Connect your Apache Kafka environment to your ServiceNow instance with ServiceNow® Stream Connect for Apache Kafka.
Apache Kafka is a distributed event-streaming platform that provides a unified way to exchange data across multiple systems. Stream Connect for Apache Kafka links your Kafka environment to your ServiceNow instance, enabling you to stream data between your instance and your external systems.
Benefits
Publish and process Kafka events at scale. Publish events to your Kafka environment from your ServiceNow instance and consume Kafka events from your external systems at a high volume with low latency.
- Build flows that produce and consume Kafka events. Stream Connect is integrated with Flow Designer, providing a low-code way to publish and process Kafka messages.
- Import data from your Kafka environment and process that data using your existing Robust Transform Engine (RTE) or transform map configurations.
- Configure a consumer that uses your own scripts to process data from a Kafka topic.
- Monitor your consumers' performance with detailed reporting of statistics and performance metrics.
Components
Stream Connect has the following components.
- Producers
A producer publishes events to a Kafka environment. Stream Connect has two producers.
- Kafka Producer step in Flow Designer
- ProducerV2 API
- Consumers
A consumer reads and processes events from a Kafka environment. Stream Connect has several consumers.
- Kafka Message trigger in Flow Designer
- Extract Transform Load (ETL) Consumer
- Transform Map Consumer
- Script Consumer
- Topics and topic namespaces
Events are organized and stored in topics. A topic stores events of the same type. Topics are partitioned. Events have a key. Events with the same key are stored in the same partition.
Topics link to a topic namespace. You can use namespaces to organize topics in logical ways. For example, you can group topics together based on which Kafka cluster they come from. You can also use namespaces to configure which domains can access which topics on a domain-separated instance. For more information, see Managing namespaces and topics in Hermes.
- Subscriptions
A subscription is a record associated with a consumer. It stores configuration information about the consumer, such as the name of the Kafka topic to consume messages from and the number of partitions the topic has. The subscription record is created when a Kafka stream is activated.
Each subscription record has several metrics that enable you to view the performance of the consumer reading from the topic. For more information, see Viewing Kafka subscriptions and statistics.
- Partition groups
A partition group is a set of topic partitions. For example, if a topic has six partitions, they can be divided into three partition groups, with two partitions in each group.
- Kafka consumer job
A job that regularly checks Hermes for any new events in a topic. The job picks a free partition group and retrieves its subscription. The subscription gives the topic name, and the job checks the partitions for messages for that topic.
- Kafka streams (not shown in the following image)
A Kafka stream is a record that defines the data stream for a consumer. If you're using the Kafka Message trigger in Flow Designer, the Kafka stream is automatically created for you. If you're using a different consumer, you’ll need to create one manually.
To link your Kafka environment to your ServiceNow instance, Stream Connect uses the Hermes Messaging Service. The Hermes Messaging Service enables your instance to produce and consume large volumes of Kafka events. It manages the flow of data between your Kafka environment and your instance. For more information, see Hermes Messaging Service.
The following diagram shows key components of Stream Connect, how they relate to ServiceNow and third-party applications, and how they connect to your Kafka environment through Hermes.
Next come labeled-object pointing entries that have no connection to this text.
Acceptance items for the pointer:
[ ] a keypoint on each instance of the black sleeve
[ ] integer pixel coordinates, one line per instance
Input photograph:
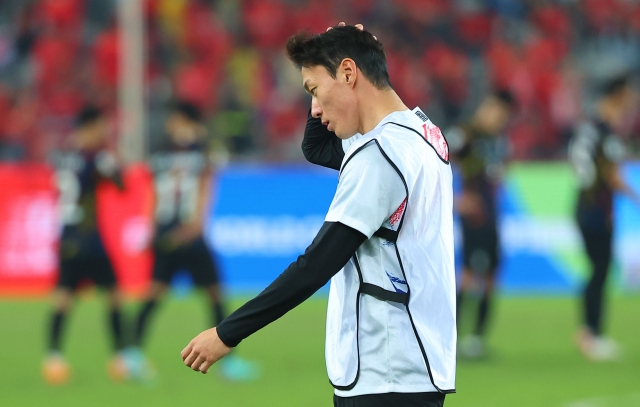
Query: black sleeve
(321, 146)
(334, 245)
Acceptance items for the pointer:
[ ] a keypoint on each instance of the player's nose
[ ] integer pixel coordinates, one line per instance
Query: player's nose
(316, 110)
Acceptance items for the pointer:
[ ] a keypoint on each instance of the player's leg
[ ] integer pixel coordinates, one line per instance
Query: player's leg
(62, 301)
(203, 267)
(466, 282)
(481, 261)
(103, 274)
(484, 305)
(55, 369)
(391, 399)
(138, 365)
(492, 250)
(114, 303)
(599, 251)
(214, 293)
(156, 291)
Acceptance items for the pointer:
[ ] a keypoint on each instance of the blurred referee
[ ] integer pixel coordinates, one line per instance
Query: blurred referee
(82, 256)
(595, 152)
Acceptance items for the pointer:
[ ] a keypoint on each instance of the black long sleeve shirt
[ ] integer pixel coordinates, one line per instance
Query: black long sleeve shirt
(334, 245)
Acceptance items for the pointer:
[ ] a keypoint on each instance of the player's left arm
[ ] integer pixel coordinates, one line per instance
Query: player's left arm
(334, 245)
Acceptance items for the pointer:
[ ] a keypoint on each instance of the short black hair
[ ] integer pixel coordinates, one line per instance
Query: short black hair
(615, 85)
(506, 97)
(330, 48)
(188, 110)
(87, 116)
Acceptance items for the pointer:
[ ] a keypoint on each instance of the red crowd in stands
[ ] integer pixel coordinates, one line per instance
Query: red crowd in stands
(227, 58)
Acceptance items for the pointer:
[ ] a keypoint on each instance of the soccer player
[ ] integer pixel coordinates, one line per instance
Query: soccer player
(479, 151)
(386, 244)
(82, 255)
(595, 152)
(183, 175)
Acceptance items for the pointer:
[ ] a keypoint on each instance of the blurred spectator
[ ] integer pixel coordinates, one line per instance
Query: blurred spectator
(225, 57)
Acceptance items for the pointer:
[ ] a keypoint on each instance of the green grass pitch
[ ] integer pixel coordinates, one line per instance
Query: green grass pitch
(532, 360)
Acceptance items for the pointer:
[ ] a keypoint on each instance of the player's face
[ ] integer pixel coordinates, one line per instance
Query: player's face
(333, 100)
(182, 131)
(493, 115)
(94, 136)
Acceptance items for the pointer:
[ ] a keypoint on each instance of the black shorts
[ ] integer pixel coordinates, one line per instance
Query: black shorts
(391, 400)
(83, 257)
(481, 249)
(194, 258)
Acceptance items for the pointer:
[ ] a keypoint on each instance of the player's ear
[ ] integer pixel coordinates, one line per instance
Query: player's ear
(348, 71)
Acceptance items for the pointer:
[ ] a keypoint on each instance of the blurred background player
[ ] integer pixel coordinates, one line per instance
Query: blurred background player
(479, 151)
(595, 152)
(82, 256)
(183, 176)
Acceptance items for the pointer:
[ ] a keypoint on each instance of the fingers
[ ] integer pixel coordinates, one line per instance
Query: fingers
(186, 351)
(204, 367)
(195, 366)
(188, 361)
(358, 26)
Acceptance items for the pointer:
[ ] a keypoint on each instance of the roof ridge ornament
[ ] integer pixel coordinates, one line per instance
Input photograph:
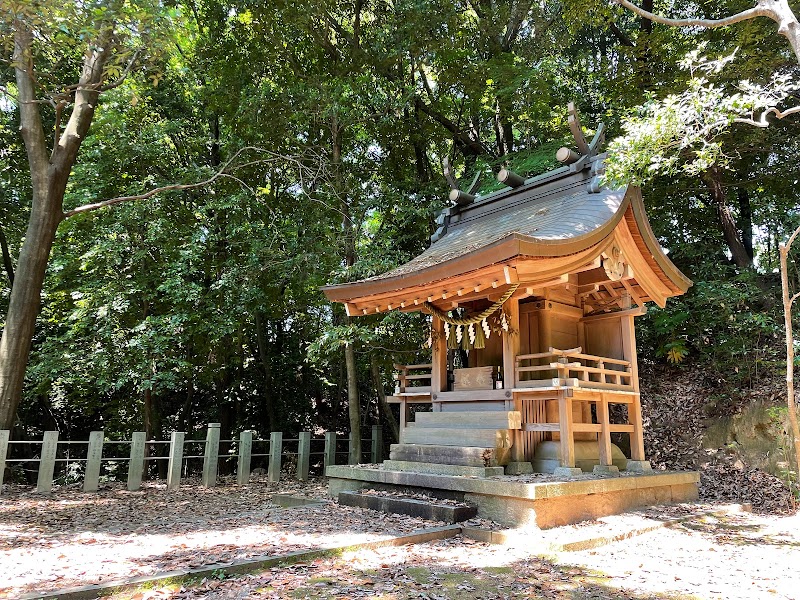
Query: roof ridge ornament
(457, 195)
(587, 149)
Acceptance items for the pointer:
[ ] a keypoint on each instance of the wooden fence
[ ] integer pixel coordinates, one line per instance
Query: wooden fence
(177, 456)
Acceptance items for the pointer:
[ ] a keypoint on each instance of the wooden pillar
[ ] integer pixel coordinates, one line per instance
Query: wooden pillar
(635, 407)
(211, 455)
(175, 460)
(604, 440)
(136, 463)
(565, 430)
(330, 448)
(303, 455)
(245, 456)
(275, 451)
(47, 462)
(94, 459)
(511, 343)
(438, 362)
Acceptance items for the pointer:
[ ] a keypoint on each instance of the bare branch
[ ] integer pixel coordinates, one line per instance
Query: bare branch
(124, 75)
(762, 120)
(30, 120)
(752, 13)
(5, 92)
(177, 186)
(8, 263)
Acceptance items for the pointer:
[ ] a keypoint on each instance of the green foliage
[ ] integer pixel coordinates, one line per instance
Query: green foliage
(681, 133)
(731, 325)
(207, 302)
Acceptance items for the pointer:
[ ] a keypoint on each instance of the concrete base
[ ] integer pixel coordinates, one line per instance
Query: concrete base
(440, 469)
(519, 468)
(639, 466)
(606, 471)
(547, 457)
(538, 504)
(567, 472)
(409, 506)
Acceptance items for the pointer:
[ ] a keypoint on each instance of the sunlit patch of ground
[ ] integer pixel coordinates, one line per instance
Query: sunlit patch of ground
(73, 538)
(736, 556)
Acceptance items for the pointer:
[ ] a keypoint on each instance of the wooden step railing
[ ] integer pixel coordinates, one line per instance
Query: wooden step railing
(409, 378)
(573, 368)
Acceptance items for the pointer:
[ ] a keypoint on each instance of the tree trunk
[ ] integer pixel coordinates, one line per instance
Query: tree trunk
(383, 406)
(713, 180)
(25, 300)
(8, 263)
(745, 220)
(49, 176)
(353, 401)
(787, 316)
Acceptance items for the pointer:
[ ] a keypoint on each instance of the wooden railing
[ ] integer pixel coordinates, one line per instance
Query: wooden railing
(57, 460)
(411, 378)
(573, 368)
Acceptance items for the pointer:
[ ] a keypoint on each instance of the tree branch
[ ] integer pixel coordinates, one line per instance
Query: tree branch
(758, 11)
(619, 34)
(179, 186)
(124, 75)
(86, 94)
(762, 121)
(30, 120)
(7, 262)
Stream Connect and Flow Designer
Build flows that produce and consume Kafka events with Stream Connect and Flow Designer. Stream Connect has a flow trigger for consuming Kafka events and an action step for producing them.
Use the Kafka Message trigger to create flows that process Kafka events. You can build a flow that consumes data from Kafka and inserts it into a table, or uses spokes to communicate the data to third-party environments.
The trigger is enabled when the flow is activated. After it's activated, the trigger starts the flow whenever there's a message in the specified Kafka topic. When you use the Kafka Message trigger, you don't need to create a Kafka stream or subscription record. The system automatically creates both when the flow is activated. Messages are read from the topic as long as the flow is active.
Use the Kafka Producer step to create actions that publish events to a topic in your Kafka environment. For example, you can use the step to create a message about an update on an incident in ServiceNow, then push the message to a topic in your Kafka environment.
ETL, Transform Map, and Script Consumers
Import data from your Kafka environment using your existing RTE or transform map configurations. The Extract Transform Load (ETL) and Transform Map consumers simplify your data imports by providing an efficient way to take a payload from a Kafka message, transform the data, and insert or update a record in a table. You can switch from a scheduled data import to one using Stream Connect and process the data with the same configurations.
You can also use the Script Consumer to process data from your Kafka environment. The Script consumer is for more advanced use cases, such as when the data in the message isn't structured, or it requires data lookups using code.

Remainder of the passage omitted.